Above book review contributed by Sufyan Alimon, National Library Board (NLB). Availability of the book title can be checked via NLB’s online catalogue at www.nlb.gov.sg.
Excerpt pg 7-10
Talent plus effort equals merit. That was the sociologist Michael Young’s definition of meritocracy, a word he invented. (Later we’ll see how far the modern definition has moved from Young’s satirical intention.) If I had known about the word as a child, I would have passionately believed in it. My view was simple: if you had the ability and you practised enough, nothing could stop you.
When I abandoned playing the cello at the age of fourteen, the reason I gave was a cold calculation of meritocratic potential. I told my music teacher I wanted more time to focus on cricket. ‘I can’t be the best at playing the cello,’ I explained, sounding like Geoff Boycott in waiting. ‘But I can be the best at playing cricket.’ It sounded so tough and self-deterministic at the time, as though nothing else should enter into how you choose hobbies and pastimes. Luck – in either success or failure- didn’t come into it at all.

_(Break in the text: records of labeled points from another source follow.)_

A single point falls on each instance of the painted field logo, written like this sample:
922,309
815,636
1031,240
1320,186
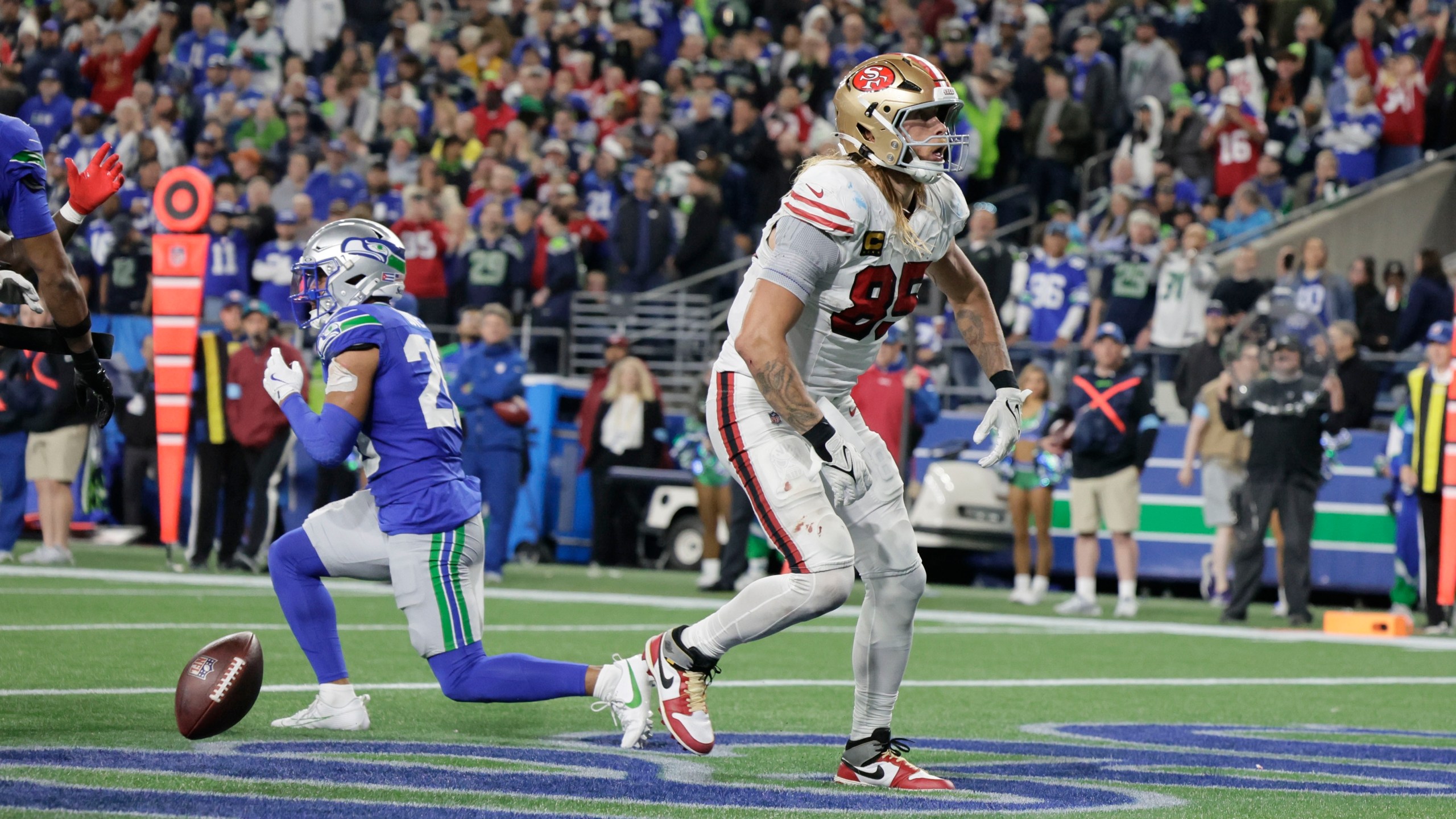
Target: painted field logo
1066,767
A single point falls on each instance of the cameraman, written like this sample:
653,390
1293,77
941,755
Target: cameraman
1289,411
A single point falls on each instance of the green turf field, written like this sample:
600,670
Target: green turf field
1164,717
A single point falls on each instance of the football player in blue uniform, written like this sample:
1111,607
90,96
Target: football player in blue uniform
38,247
419,524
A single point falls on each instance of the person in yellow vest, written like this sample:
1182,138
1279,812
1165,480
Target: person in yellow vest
1429,388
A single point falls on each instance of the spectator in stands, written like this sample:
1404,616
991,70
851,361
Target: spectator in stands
259,426
50,110
1030,491
56,448
1223,452
643,235
19,398
1359,381
1289,411
1429,301
1116,426
427,250
1127,291
219,467
1235,136
1355,136
1424,452
137,420
126,276
1384,318
625,435
1149,65
494,448
1324,184
1056,296
1203,361
1056,131
1317,291
1184,279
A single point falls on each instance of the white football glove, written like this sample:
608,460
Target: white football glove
16,291
1004,419
282,379
845,473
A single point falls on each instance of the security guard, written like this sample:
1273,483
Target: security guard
491,374
1429,388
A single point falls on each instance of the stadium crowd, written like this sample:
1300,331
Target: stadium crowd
529,149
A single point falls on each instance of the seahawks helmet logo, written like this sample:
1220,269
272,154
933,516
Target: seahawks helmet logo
378,250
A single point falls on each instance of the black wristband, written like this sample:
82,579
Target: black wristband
820,433
1004,379
76,331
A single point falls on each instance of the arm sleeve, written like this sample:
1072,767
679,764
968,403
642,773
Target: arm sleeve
328,436
801,257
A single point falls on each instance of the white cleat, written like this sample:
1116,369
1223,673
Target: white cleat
48,556
1077,605
353,716
631,701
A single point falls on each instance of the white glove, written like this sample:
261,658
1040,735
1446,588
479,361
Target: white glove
282,379
16,291
1002,417
845,473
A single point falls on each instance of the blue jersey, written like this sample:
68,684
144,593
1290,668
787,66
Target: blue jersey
1053,289
226,264
273,271
324,187
50,120
22,190
412,423
388,208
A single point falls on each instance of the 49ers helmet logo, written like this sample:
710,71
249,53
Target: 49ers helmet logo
872,78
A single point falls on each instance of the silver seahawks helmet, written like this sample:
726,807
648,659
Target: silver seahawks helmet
346,263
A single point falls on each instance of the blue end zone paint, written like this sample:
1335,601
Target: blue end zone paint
1074,767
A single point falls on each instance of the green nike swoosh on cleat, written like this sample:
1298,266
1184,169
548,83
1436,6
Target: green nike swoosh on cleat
637,693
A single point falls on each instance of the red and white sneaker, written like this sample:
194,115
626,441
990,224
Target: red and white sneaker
888,768
682,677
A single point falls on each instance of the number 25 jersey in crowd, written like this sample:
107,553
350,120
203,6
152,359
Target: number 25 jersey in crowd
878,280
412,424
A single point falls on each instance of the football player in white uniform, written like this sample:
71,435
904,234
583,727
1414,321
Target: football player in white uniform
842,260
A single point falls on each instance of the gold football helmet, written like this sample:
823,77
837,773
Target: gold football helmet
874,101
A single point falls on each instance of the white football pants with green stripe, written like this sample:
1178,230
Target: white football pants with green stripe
439,579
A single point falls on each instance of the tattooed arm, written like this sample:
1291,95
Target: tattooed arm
974,312
763,346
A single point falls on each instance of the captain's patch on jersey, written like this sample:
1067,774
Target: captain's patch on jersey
872,78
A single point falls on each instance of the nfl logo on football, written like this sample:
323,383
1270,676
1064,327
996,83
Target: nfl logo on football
201,668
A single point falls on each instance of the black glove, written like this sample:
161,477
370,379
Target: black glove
92,387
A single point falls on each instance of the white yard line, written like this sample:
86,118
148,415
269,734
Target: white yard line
942,617
1082,682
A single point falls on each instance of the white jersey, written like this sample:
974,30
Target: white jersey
878,280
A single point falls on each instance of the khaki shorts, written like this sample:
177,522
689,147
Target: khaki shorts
56,455
1113,499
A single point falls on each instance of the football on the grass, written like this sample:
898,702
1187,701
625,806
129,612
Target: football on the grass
219,685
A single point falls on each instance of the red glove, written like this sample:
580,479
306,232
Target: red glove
101,180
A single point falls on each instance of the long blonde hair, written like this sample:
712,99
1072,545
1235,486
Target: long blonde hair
615,388
883,180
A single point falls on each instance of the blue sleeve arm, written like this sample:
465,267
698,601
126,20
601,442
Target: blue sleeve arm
329,436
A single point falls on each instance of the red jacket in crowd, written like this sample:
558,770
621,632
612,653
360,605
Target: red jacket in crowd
425,248
113,76
253,416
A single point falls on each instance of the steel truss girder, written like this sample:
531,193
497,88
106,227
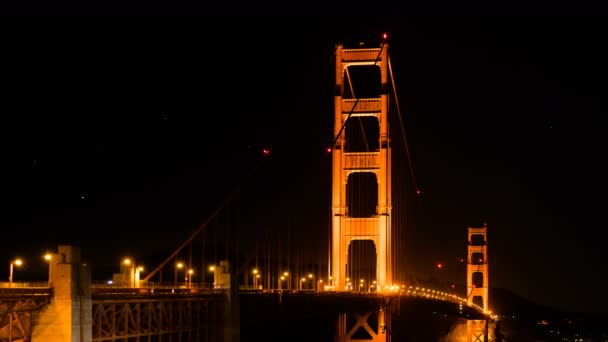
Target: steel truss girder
16,316
146,320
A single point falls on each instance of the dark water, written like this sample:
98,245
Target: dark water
263,319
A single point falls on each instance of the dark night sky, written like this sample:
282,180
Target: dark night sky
121,136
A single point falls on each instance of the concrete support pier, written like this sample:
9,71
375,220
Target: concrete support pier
68,317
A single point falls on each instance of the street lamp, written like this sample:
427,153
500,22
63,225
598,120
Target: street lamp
47,257
129,271
138,271
190,272
255,275
178,266
17,262
288,276
212,270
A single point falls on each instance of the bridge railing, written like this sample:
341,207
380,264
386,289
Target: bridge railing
28,284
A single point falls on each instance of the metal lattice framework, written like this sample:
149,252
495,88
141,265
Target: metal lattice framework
18,309
157,319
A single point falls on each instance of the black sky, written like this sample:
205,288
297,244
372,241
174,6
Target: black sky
126,132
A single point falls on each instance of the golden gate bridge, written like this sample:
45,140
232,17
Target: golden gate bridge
356,280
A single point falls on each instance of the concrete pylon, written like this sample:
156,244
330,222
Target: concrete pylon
376,227
68,318
477,281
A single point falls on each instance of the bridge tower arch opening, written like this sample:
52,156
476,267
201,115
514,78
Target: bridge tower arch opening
361,148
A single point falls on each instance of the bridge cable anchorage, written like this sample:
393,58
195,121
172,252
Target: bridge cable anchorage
202,226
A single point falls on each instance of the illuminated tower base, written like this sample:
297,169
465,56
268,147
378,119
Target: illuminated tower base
364,327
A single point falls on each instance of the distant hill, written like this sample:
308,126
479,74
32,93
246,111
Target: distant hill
507,303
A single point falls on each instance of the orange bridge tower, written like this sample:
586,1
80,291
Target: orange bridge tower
361,155
477,281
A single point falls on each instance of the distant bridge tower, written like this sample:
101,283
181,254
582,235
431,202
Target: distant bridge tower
363,117
477,281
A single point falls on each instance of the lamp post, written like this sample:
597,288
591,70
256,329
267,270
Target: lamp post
190,272
48,257
288,277
129,272
212,270
16,262
255,276
178,266
138,271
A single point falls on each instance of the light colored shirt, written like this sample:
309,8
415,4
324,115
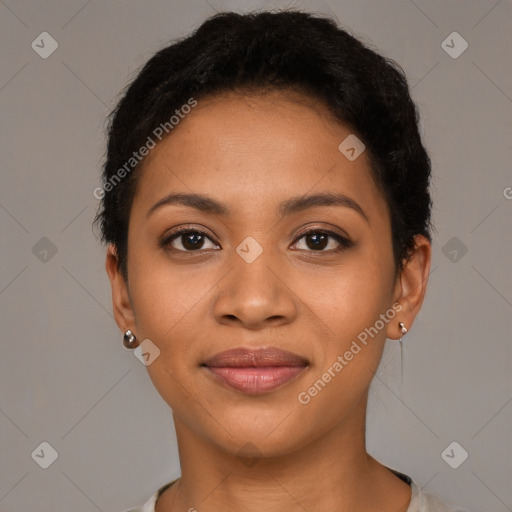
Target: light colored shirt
420,501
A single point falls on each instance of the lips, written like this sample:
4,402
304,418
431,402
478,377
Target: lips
255,371
246,358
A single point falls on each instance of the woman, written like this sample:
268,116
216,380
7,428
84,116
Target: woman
266,206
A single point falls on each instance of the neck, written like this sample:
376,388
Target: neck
330,472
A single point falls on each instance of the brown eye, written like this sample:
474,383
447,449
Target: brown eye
317,240
189,239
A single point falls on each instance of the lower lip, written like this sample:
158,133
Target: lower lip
256,380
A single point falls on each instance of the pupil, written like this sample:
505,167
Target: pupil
318,237
190,244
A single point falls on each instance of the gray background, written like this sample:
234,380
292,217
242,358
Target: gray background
65,377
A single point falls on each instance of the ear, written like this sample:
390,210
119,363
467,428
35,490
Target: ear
411,285
122,306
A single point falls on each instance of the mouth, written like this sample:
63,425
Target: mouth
255,371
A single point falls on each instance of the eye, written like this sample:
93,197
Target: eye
194,239
190,239
318,239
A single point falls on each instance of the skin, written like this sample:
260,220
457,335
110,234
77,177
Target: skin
251,152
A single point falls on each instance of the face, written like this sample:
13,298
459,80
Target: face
308,279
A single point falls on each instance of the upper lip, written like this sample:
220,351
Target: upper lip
241,357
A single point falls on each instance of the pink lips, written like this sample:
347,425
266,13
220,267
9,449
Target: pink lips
256,371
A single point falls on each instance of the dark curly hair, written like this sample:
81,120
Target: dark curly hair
259,51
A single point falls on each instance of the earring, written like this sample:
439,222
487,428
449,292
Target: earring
130,340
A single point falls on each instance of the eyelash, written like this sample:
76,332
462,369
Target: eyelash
345,243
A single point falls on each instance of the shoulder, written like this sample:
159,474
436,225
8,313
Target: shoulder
149,506
426,502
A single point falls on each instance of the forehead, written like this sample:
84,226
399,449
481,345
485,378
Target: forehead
252,150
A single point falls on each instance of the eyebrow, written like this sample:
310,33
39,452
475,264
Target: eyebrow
293,205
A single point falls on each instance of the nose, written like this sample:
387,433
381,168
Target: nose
255,295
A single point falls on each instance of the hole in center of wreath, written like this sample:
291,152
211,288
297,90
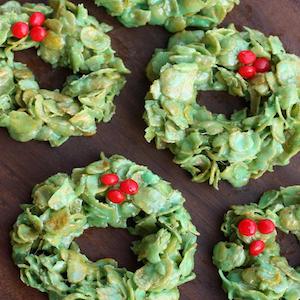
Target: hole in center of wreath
289,248
48,77
99,243
221,102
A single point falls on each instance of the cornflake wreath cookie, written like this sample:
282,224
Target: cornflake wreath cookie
174,15
65,36
250,263
109,192
245,64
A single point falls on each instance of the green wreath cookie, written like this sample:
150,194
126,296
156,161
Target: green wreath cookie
174,15
65,36
245,64
250,263
109,192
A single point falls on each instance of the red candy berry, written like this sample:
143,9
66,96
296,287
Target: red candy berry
115,196
256,247
20,30
262,65
266,226
109,179
247,71
129,187
246,57
38,33
247,227
37,19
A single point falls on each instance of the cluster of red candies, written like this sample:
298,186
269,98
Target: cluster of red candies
248,227
37,32
251,65
126,187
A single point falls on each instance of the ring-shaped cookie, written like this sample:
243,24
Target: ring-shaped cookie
211,146
64,206
73,40
249,262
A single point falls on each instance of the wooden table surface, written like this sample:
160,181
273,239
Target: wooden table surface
22,165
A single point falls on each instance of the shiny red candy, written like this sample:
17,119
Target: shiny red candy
38,33
266,226
247,227
129,187
247,71
256,247
115,196
20,30
246,57
262,65
109,179
37,19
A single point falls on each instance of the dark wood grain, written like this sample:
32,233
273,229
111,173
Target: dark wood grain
24,165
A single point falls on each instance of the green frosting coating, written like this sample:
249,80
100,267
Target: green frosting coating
75,40
211,146
268,275
64,206
174,15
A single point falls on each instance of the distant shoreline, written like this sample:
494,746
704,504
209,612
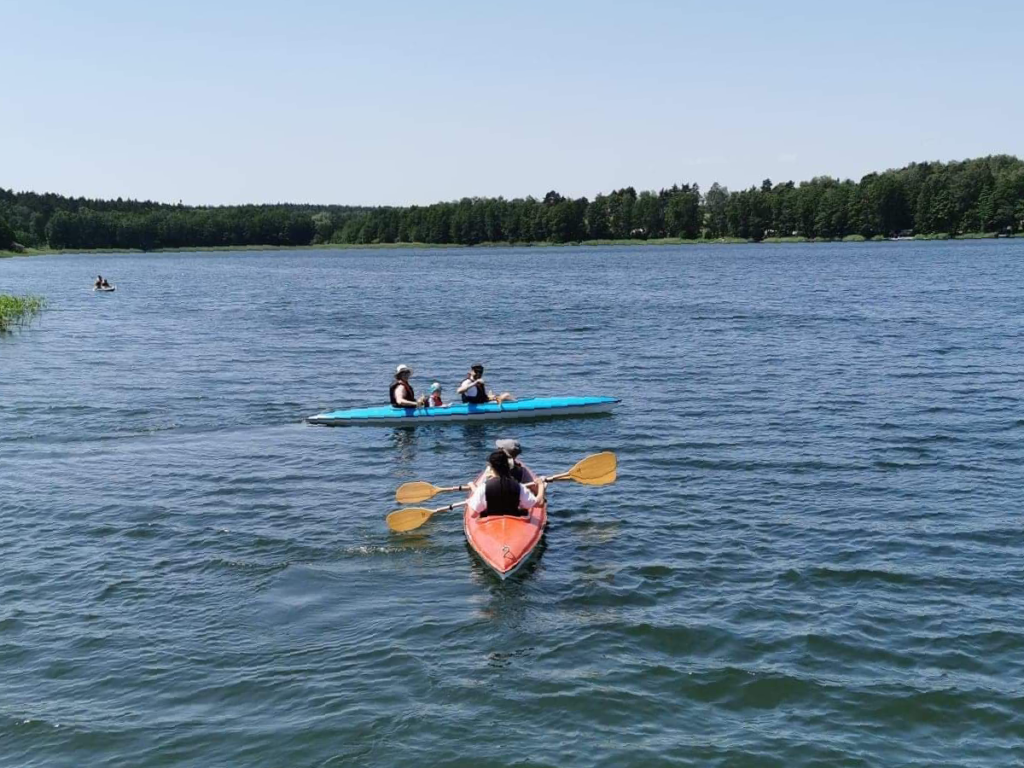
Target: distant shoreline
439,246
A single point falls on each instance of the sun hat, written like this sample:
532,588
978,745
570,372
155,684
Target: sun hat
511,446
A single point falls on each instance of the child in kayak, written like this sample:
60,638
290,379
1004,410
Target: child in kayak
435,399
502,494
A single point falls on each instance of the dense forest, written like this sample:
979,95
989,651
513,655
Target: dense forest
985,195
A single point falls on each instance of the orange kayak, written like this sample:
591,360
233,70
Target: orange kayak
505,543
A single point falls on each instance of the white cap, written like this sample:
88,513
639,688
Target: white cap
512,448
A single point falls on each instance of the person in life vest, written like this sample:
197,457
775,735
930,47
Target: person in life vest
512,450
401,391
474,388
435,399
502,494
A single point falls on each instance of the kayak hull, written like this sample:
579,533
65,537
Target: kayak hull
534,408
504,543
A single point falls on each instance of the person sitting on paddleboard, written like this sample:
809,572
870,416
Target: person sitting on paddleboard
401,391
502,494
512,450
474,388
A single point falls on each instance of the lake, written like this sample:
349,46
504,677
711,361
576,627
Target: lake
813,554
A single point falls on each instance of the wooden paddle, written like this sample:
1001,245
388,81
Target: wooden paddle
598,469
408,519
411,493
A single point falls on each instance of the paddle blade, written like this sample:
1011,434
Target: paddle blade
602,480
595,468
408,519
411,493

I took my contempt for the idea of luck into early adult life. At Cambridge, I took the same approach to studying history as I did to my cricket. I don’t think I felt pressure on myself. Success was just an imperative. I refused even to contemplate failure. The right combination of ability and hard work, I believed, surely made success inevitable. I wanted the perfect game, the perfect life: a game free from contingency, a life with nothing left to chance.
What did luck have to do with anything? I would have wholeheartedly agreed with my childhood hero Geoff Boycott. Luck was for other people.
(...) The problem with superstitions is that they become both addictive and cumulative. It is far easier to add new superstitions than to lose old ones. By my early twenties, playing regularly for Kent, I accumulated a ridiculously long routine of pre-ball rituals that I performed before every ball I received.